Technology hates me.
I was born without the gene called, “ability-to-understand-technology.” You might say I am “technophobic.” And I learned this early in my writing career.
Years ago, when my first book came out, my publisher arranged for a Facebook introduction featuring me and two other authors releasing books the same day. I set up a Facebook page, prepared my posts, and when I was introduced nothing happened. The internet connection was too weak, or so I thought. My publicist came on, apologized to everyone that I must have had technical difficulties, and that was that.
At home I was screaming, crying, cursing—-technology. This was my first big introduction to the reading world and I failed to connect.
And so it has gone ever since.
My author friends rave about all the latest apps, tech sites, graphic programs, and new ways to connect with readers. My eyes gloss over and my heart sinks. Even if I try, I know something will go wrong. Murphy’s law? No, Pamela’s law. Most of the time, even the “easy to use guides” have terms I have never even heard of.
Am I alone? Maybe not. When I belonged to a Kindle World Group, the kind author in charge set up release parties featuring author page hops. Her assistant gave us detailed (for dummies) instructions on how to get in, how to post, how to introduce the next author, what to say when you leave. Step by step, fail safe.

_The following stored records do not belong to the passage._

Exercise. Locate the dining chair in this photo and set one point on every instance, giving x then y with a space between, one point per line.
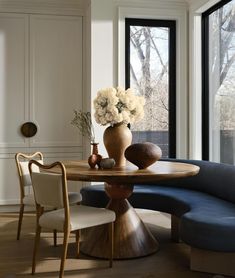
26 194
50 189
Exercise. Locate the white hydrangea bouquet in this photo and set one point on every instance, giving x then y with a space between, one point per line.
116 105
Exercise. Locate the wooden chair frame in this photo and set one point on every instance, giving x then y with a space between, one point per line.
67 230
18 158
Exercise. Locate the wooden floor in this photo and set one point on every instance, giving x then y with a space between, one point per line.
171 261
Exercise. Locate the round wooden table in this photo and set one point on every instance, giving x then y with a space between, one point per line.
131 237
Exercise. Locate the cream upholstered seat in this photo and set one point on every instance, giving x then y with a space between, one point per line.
51 190
27 197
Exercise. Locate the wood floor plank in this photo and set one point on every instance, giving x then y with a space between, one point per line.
171 261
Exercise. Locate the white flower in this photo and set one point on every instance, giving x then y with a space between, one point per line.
114 106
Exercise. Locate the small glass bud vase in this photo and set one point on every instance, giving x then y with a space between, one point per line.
95 158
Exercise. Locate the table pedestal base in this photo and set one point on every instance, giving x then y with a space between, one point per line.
132 238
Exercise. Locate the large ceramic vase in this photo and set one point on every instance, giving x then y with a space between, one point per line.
116 139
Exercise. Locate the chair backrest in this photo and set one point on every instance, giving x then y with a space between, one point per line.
50 189
22 163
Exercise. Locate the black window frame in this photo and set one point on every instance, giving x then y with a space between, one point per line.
171 24
205 78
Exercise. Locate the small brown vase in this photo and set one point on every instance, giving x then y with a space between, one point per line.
95 158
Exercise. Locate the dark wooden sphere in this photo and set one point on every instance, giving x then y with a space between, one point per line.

That one I didn’t mess up because she KNEW I needed each thing carefully explained. Her assistant answered questions, was available to prompt, and whew! I got through it.
I did have one big flop with that group. When we were supposed to do an in-person live post, my face failed to show up on the screen. But I tried!
In today’s pandemic culture, meetings are being held through Zoom. I have the app. But I have a Mac. Somehow Zoom needs extra stuff to work on a Mac. Will I be able to participate when my friends want to do a joint check in? No. Will I be able to attend Zoom meetings of my writing chapters? No. (I tried, didn’t work). Will I be able to attend on-line classes? Not unless someone sits next to me, goes through the steps, and somehow gets me into the class.
So how do I survive in this tech world? I admire what others are able to accomplish, I congratulate them on their successes, and I ooh and aah over the next tekkie advancement being promoted, knowing I’ll never be able to do it.
Some people grew up math-averse. I grew up tech-averse.
Guess I’ll just concentrate on writing my next book.